The most important of them is soil moisture and water availability. Surplus monsoon rains have boosted water levels in the country’s major reservoirs – to 86.7% of their full storage capacity on November 1, as against 70.5% a year ago and the 75.5 % ten-year-average for this date. Abundant water, in dams and aquifers alike, is an incentive for farmers to sow aggressively.

Secondly, temperatures have been near-normal over most parts of India since mid-November, conducive for sowings to pick up. “There were concerns when temperatures were appreciably above normal till the first fortnight of the month. But the crop has recovered and looks good now,” Pramod Kumar Rai, head of the Directorate of Rapeseed-Mustard Research at Bharatpur (Rajasthan), told The Indian Express.

Third, the US National Oceanic and Atmospheric Administration expects a La Niña event to develop by this month and persist through January-March. La Niña – an abnormal cooling of the central and eastern equatorial Pacific Ocean waters off the coasts of Ecuador and Peru – usually brings copious rains and also colder-than-normal winters to India.

An extended winter, even from a predicted “weak” La Niña, should neutralise the impact of late sowing on crop yields. These worries especially apply to wheat, where timely sowing by mid-November allows the crop to escape the risk of March temperature surges while in the final grain-filling stage. An extended winter, courtesy of La Niña, should enable a bumper rabi harvest – as it did in 2021.

Food inflation outlook

The October consumer price index numbers were a shocker, with food inflation at 10.9% year-on-year and 42.2% for vegetables.

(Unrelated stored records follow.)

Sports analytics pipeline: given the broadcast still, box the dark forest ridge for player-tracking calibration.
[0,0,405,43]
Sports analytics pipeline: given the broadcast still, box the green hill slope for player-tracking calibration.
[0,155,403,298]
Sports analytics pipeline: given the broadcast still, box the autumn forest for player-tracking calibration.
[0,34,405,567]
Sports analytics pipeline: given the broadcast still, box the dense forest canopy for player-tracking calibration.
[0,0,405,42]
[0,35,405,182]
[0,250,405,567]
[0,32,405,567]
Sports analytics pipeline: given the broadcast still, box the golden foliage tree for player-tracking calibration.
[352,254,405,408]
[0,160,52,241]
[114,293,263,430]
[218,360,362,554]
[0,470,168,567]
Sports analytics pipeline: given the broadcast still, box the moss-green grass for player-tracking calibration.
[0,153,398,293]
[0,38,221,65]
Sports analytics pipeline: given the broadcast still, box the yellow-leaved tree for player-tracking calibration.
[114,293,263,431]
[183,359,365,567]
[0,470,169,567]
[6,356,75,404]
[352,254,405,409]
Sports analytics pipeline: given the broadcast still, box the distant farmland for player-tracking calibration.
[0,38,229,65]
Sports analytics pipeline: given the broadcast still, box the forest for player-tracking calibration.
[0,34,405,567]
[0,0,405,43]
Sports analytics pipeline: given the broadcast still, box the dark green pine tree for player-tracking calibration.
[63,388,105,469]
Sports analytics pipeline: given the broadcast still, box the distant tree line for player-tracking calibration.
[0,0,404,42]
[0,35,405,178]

The latter should moderate though. Onion prices at Maharashtra’s Lasalgaon market have fallen to Rs 3,800 per quintal, from Rs 5,500-plus levels in the first half of November. That was mainly due to October rains disrupting harvesting of the kharif (monsoon) crop in Maharashtra and Karnataka. A further easing is likely with the arrival of winter vegetables – from tomatoes, carrots, cauliflower and radish to beans, spinach and capsicum. Potato may be an exception. High October temperatures and DAP shortfalls could take a toll on the tubers to be harvested towards February-March.

Pulses should also see lower inflation with the harvesting of Karnataka’s arhar (pigeon pea) crop in December and Maharashtra’s in January. A softening trend is already visible in milled urad (black gram), moong (green gram) and masoor (red lentil) dal prices.

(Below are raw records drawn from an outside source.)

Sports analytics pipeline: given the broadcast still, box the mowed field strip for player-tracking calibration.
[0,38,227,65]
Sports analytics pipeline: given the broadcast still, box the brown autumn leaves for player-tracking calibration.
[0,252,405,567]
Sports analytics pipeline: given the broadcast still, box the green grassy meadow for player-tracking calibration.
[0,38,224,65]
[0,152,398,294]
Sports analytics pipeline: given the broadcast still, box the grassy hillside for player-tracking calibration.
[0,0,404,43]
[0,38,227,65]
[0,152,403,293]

The main commodities of concern are wheat and edible oils.

The government’s wheat stocks were at 222.64 lakh tonnes (lt) on November 1. At an average monthly depletion of 25-30 lt, the opening stocks on April 1 would be 72-98 lt, just around the normative minimum requirement of 74.6 lt. Uncertainty over the size of the crop to be harvested from April could prompt the Narendra Modi government to slash the current 40% import duty on wheat.

The same goes for edible oils. The present landed prices of imported crude palm, sunflower and soyabean oil, at $1,300, $1,250 and $1,150 per tonne respectively, are way above their corresponding year-ago levels of $900, $980 and $1,070. The basic trigger has been Indonesia’s move to implement 40% mandatory blending of palm oil in diesel starting next year, from the existing 35%. The world’s largest producer has also indicated hiking export taxes on palm oil.

With elections in Haryana and Maharashtra over (the two are major growers of wheat and soyabean respectively) and only Delhi and Bihar (both largely consuming states) scheduled to go to the polls in 2025, the Modi government probably has more political room to cut import duties in wheat and edible oils now.